FSA regulation set to ‘snowball’

The warning comes as the FSA announced it has put three firms into enforcement for breaking its rules following a review of ‘higher risk’ small mortgage firms.

The FSA visited 51 small mortgage firms from across the country looking at selling practices and training and competence. The majority of firms visited were identified as ‘higher risk’ based on information gathered at authorisation and some had not been registered with the Mortgage Code Compliance Board.

The results showed 50 per cent had either no or minor failings and the senior management in most of the firms had implemented appropriate systems and controls.

Following the review three firms were referred to enforcement for non-disclosure of adverse information during the authorisation process, two firms are being issued with private supervisory warnings and a further firm agreed to cease trading and vary its permission for failing to hold adequate qualifications to write mortgage business.

Stephen Atkins, group compliance director at Freedom Finance, warned: “Three firms out of 51 being put into enforcement is very high.
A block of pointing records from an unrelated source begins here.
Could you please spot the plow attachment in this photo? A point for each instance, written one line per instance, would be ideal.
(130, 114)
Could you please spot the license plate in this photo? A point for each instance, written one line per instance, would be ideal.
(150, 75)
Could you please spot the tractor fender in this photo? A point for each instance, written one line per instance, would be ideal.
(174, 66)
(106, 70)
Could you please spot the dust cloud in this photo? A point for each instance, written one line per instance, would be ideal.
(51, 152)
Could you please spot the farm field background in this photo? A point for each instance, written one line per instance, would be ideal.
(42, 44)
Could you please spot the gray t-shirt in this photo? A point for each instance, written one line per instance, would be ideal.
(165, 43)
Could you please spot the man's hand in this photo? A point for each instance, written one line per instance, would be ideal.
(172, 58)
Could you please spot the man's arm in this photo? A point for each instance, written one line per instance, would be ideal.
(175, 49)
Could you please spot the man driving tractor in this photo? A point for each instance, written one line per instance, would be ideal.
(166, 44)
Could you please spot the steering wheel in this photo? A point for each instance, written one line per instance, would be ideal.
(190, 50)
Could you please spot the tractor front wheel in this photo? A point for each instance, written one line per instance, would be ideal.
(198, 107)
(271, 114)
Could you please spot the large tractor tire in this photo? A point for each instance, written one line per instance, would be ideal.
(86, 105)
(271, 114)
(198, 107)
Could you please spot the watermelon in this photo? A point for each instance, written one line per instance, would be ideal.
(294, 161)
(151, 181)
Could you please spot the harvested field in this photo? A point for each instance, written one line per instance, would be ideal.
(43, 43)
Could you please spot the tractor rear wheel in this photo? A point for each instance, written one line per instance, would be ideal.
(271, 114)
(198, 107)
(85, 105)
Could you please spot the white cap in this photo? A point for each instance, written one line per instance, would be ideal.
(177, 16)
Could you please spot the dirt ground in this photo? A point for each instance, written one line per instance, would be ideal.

If you look at the ratios, this would suggest there are probably a few hundred mortgage firms out there that may fit into this ‘higher risk’ category or who are uncompliant. This will undoubtedly involve the non-conforming market somehow. The FSA power wagon is set to snowball.”

Mike Fitzgerald, sales director at Brentchase Financial Services, said: “I’ve heard of two employees at one firm who are operating but haven’t even taken their CeMAP qualifications. It’s time the FSA came down on these firms. Then the regulator can focus on helping brokers.”